Specification Through Turnover
Flooring Commissioning spans four phases.
Phase 1: Pre-Installation Review
Before work begins, the agent reviews project specifications, manufacturer requirements, and approved submittals. This establishes the verification baseline — what needs to be followed and how compliance will be confirmed.
Outcome: Documented baseline before materials arrive.
Phase 2: Substrate Verification
Before installation starts, the agent verifies that required substrate testing (moisture, pH, flatness) was performed correctly and results meet specification requirements.
The agent does not perform testing. The agent confirms testing was done per applicable standards (ASTM F2170, F1869, F710) and documents the results.
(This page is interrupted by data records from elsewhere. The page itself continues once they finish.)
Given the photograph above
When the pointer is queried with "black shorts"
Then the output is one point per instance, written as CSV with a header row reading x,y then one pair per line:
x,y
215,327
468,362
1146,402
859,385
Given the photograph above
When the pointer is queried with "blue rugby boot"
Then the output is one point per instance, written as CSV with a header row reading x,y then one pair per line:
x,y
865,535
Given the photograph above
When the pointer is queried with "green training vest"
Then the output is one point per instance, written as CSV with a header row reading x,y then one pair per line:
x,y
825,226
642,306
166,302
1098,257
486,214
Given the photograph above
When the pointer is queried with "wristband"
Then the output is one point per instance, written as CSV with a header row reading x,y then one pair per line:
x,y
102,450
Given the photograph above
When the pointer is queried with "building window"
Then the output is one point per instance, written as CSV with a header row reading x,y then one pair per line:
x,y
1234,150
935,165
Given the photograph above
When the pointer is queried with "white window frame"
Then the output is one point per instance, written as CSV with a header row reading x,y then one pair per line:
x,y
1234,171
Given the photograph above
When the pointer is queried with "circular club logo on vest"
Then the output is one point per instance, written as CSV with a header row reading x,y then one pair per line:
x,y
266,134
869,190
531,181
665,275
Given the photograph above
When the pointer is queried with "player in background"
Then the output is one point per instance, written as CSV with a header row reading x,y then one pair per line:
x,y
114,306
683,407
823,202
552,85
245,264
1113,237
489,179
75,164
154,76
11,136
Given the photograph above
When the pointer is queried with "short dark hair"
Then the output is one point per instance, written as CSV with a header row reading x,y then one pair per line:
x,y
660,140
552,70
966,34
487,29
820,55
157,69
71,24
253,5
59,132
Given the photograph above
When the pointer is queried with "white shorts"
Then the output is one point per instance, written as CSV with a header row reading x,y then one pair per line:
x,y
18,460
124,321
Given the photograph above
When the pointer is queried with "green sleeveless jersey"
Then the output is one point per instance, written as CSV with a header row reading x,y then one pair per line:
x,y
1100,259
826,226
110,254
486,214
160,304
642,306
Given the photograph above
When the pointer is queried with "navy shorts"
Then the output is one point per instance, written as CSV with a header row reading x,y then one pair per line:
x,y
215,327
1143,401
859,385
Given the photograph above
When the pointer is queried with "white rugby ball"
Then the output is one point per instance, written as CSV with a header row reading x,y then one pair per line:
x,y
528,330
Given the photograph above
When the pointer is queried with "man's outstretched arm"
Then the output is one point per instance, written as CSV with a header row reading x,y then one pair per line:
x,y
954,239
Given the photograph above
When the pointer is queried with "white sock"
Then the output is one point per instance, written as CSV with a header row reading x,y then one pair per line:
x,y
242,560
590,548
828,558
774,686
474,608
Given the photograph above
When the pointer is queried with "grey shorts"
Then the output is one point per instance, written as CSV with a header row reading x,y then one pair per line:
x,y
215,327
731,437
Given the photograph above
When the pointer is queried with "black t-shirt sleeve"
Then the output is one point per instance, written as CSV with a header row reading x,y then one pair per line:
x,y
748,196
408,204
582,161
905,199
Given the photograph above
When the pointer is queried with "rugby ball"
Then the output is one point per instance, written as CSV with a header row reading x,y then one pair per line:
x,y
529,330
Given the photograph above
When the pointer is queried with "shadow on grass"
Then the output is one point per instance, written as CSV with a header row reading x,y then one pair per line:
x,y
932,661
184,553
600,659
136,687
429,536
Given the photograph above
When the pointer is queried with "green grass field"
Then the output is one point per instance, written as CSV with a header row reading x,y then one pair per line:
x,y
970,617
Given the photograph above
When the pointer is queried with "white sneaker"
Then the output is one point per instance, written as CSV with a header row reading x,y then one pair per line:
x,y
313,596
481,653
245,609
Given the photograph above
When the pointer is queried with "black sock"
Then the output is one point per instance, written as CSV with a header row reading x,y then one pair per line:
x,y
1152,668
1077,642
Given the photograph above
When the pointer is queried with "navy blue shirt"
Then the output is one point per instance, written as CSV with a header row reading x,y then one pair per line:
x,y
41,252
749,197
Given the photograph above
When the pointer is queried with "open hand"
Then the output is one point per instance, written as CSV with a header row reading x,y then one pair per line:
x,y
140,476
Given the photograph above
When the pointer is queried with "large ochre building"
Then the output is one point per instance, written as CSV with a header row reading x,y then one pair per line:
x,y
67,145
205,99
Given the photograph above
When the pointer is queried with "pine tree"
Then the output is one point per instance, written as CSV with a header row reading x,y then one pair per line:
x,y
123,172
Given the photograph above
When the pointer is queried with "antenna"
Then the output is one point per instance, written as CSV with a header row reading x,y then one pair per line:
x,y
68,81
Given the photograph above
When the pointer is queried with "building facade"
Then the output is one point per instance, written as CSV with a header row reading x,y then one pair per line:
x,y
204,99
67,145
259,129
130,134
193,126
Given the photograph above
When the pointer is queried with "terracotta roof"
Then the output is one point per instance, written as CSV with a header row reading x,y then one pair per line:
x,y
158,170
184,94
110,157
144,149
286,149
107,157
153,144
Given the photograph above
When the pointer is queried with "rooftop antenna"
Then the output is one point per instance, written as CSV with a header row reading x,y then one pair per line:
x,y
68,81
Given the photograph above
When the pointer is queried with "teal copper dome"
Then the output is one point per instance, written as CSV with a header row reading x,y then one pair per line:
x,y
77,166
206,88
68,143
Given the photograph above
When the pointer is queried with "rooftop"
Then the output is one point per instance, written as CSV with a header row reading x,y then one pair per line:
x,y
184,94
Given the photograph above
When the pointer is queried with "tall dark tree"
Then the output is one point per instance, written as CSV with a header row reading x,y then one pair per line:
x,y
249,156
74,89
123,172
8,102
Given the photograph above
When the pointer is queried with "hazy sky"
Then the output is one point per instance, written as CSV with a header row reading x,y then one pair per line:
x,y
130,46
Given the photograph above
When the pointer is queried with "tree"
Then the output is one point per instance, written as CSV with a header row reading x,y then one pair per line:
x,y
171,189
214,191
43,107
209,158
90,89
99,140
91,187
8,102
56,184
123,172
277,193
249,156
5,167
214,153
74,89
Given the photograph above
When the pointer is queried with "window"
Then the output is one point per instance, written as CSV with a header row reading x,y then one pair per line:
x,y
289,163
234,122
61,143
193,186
Outcome: Problems discovered before flooring arrives, when correction is least expensive.
Phase 3: Acclimation and Installation Monitoring
During work, the agent monitors environmental conditions (temperature, humidity) and observes installation practices against manufacturer requirements.
Verification includes: acclimation documentation, continuous environmental data, adhesive application methods, and installation procedures.
The agent does not direct the contractor's means and methods. The agent observes and documents whether manufacturer requirements are being met.
Outcome: Real-time verification while corrective action is still possible.
Phase 4: Commissioning Documentation
At turnover, the agent delivers a comprehensive verification report: substrate test verification, environmental data, installation observations, photographs, and any deviations identified.
This is the neutral evidentiary record — the documentation that resolves warranty disputes and establishes accountability.
Outcome: Defensible record for the life of the flooring system.
Independence Is Essential
The commissioning agent must be independent from the installer and manufacturer. Without independence, verification has no credibility in disputes.
Self-certification carries no weight when warranty claims are filed. Independent third-party documentation resolves accountability with evidence.
What Changes
Without Flooring Commissioning, compliance is assumed. The owner relies on contractor self-certification and has no independent record when failures occur.
With Flooring Commissioning, compliance is verified and documented by an independent third party. The commissioning documentation provides evidence that resolves disputes with facts.